Article By Adam Camac | | Financial Planning
  • The main themes driving markets in May were the release of the Commonwealth budget in Australia, as well as the election in France and stable economic data globally.
  • In Australia, the budget was at the forefront of discussion, with the centrepiece being the return to a budget surplus by 2020 – 21. The introduction to the bank levy dominated financial headlines, and caused the ASX200 index to fall -3.4% as the big banks (which fell -7.7% over the month) dragged the index down. The unemployment rate fell to 5.7% from 5.9%, largely due to an increase in part-time employment, with wage growth remaining stagnant causing weaker than expected retail sales.
  • The election of the more conservative Emmanuel Macron in France diminished some investor concerns around the stability of the European Union, however political uncertainty still remains high.
  • In the US, concerns are growing about the Trump Administration’s ability to enact its policy agenda, which saw the VIX index (a popular gauge of ‘fear’ in the equity markets) spike 50% mid-month, however this eventually recovered towards the end of the May.
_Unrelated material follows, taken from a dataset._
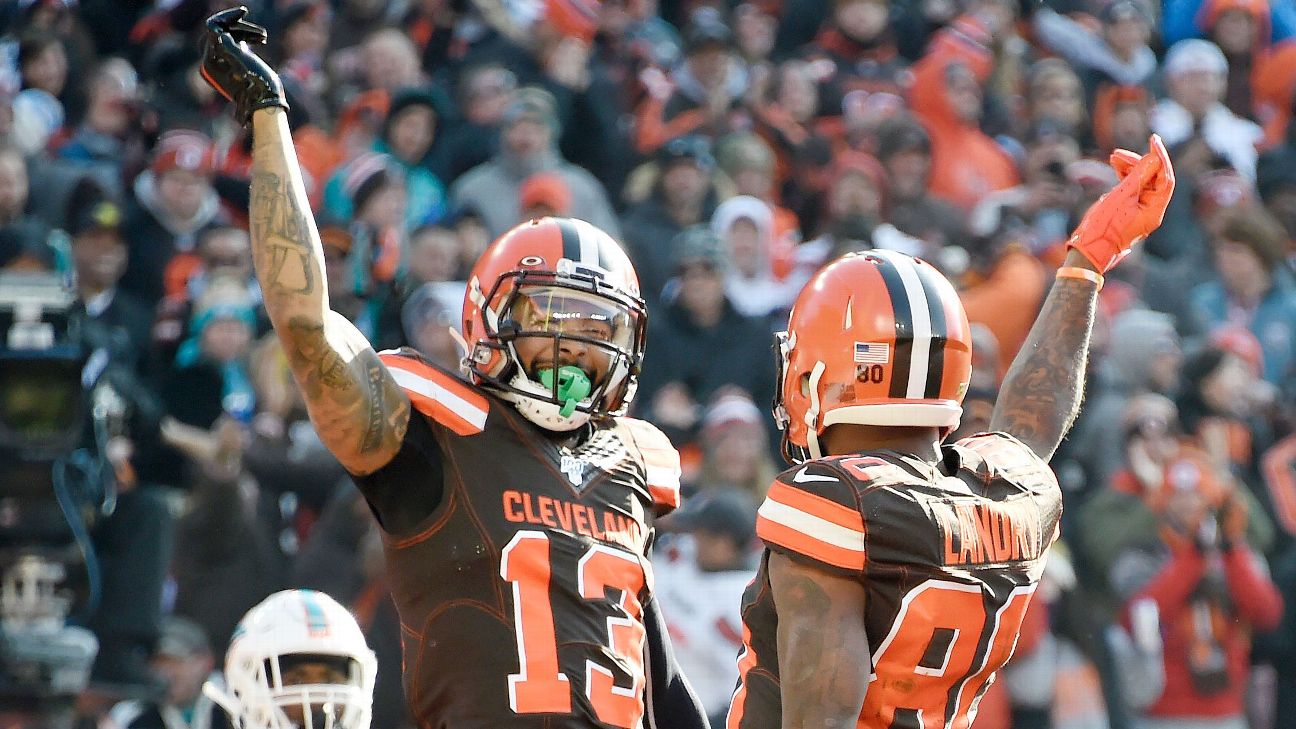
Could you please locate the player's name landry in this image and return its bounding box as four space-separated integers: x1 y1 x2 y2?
503 490 646 551
932 498 1050 566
  • Increasing debt levels, slowing growth rates and a large dependence on policy stimulus prompted Moody’s (a credit rating agency) to downgrade China’s credit rating to Aa3 from A1. While this prompted some weakness in the Australian Dollar, the downgrade has so far had seemingly little impact on financial markets.
  • Global shares made solid gains in May of 1.7% in local currency terms following on from encouragingly positive economic data and corporate earnings from the US (which sent the S&P 500 and the Nasdaq to all-time highs) as well as the reduced investor concerns through Europe.
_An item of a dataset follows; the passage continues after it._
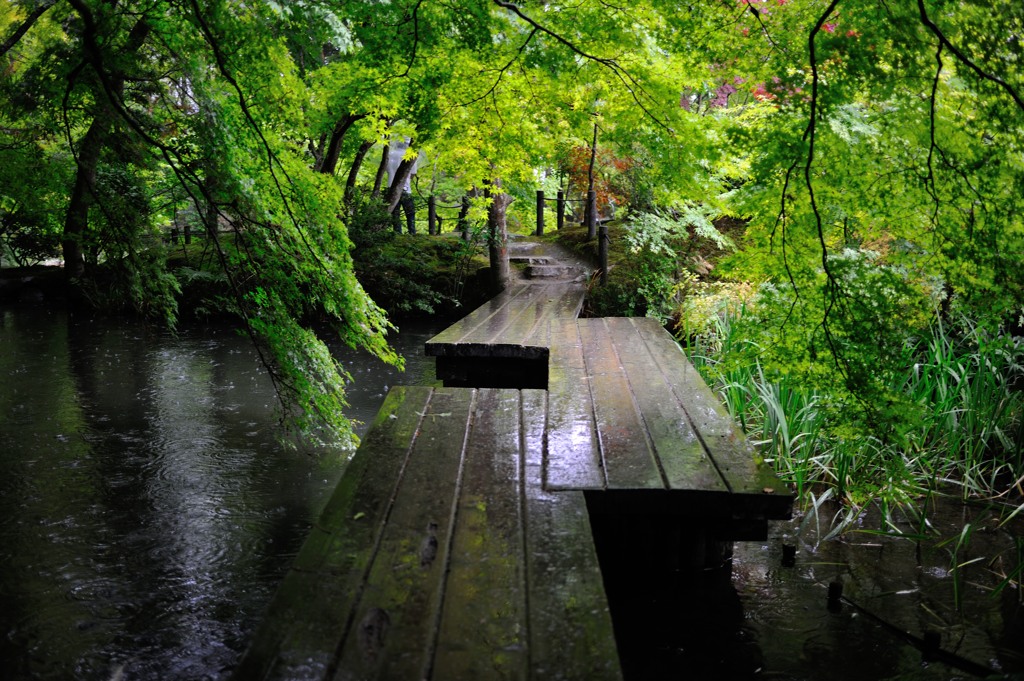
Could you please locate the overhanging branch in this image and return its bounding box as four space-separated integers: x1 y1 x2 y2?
492 0 671 131
917 0 1024 114
0 0 56 59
  • Global bond yields moved lower in May following on from April’s trend of continued falling energy prices and likelihood of rising interest rates.
  • Australian government bond yields fell in May given the mixed economic data. The Reserve Bank of Australia again decided to keep the cash rate steady at 1.5%.
  • The Australian Dollar (AUD) fell in May. Lower commodity prices (particularly iron ore and energy) and the credit downgrade in China served to soften the AUD.